Mi gato apareció con vida la tarde del jueves 4 de enero. Estaba encerrado en el patio de una cochera desde donde no hay puerta ni comunicación con la calle. Sólo cuando me vio empezó a maullar. Me bajé a ese patio, lo tomé entre mis brazos, lo paré sobre el paredón, trepé por unos esqueletos de gaseosas y lo llevé de vuelta al pasillo.
Entonces entendí por qué me había saludado el desconocido.

Mis caminatas marcaban una figura. Siempre era la misma figura. En algunas religiones, se realizan caminatas rituales para “escribir” algo con los pasos. A ese dibujo insustancial que realizan los pies al desplazarse por una superficie se lo llama
gráfodo. Yo esto ya lo sabía, pero recién en ese instante hice la conexión.

La trayectoria que yo había hecho, para buscar a mi gato, marcaba siempre, de manera invariable, el siguiente gráfodo:













Esta es la figura que yo trazaba con mis pasos, vista desde el cielo. Ahora faltaba la segunda parte: ¿por qué esto era un ritual pitagórico, o un talismán de Pitágoras? Muy simple. Para Pitágoras el universo estaba compuesto de números, y ese símbolo es el que se entiende universalmente como “numeral”. Evidentemente, este es el talismán de Pitágoras, que es lo mismo que decir “el símbolo del número”
El hombre calvo, sin duda perteneciente a esta secta pitagórica (de la cual no tengo mayores noticias) fue muy perspicaz al seguir mis pasos e interpretarlos de ese modo.

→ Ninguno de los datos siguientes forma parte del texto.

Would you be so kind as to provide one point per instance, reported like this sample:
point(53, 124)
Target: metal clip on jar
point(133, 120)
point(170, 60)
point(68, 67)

Ahora bien, si en mi caminata yo hacía el símbolo numeral, que en jerga pitagórica era el equivalente del universo, ¿qué lugar ocupaba mi gato en él? ¿Cómo le daba vida al símbolo? Él fue, sin duda, una pieza esencial. Yo no habría hecho ese recorrido si él no hubiese estado extraviado. Y jamás habría hecho la conexión si no lo hubiera encontrado. Todavía me faltaba interpretar el quattuor, tres. Sin embargo, una vez más, remitiéndome al gráfodo, dividí sus líneas en diez partes, y encontré lo que buscaba:
















¿Qué es lo que he intentado hacer en este incomprensible dibujo? Las líneas cortadas representan el gráfodo pitagórico. Dividí las líneas que representan a la manzana donde vivo en diez partes, y en la intersección de la parte cuatro con la parte tres (donde dibujé un par de flechas), fue el lugar donde encontré a mi gato. Finalmente, las incomprensibles palabras del extraño hombre que mezclaban el griego, el español y el latín fueron reveladas por completo.

Nota del 6 de enero: el hombre vampiresco que me dio ese inusual saludo con clave, es el dueño de una cerrajería dos cuadras de mi casa. Hoy tengo la sospecha de que, en realidad, él dijo otra cosa, que no se dirigió a mí y que, por supuesto, él nada tiene que ver con rituales pitagóricos. Quizás me equivoque; el trabajo de cerrajero tiene mucho que ver con las claves.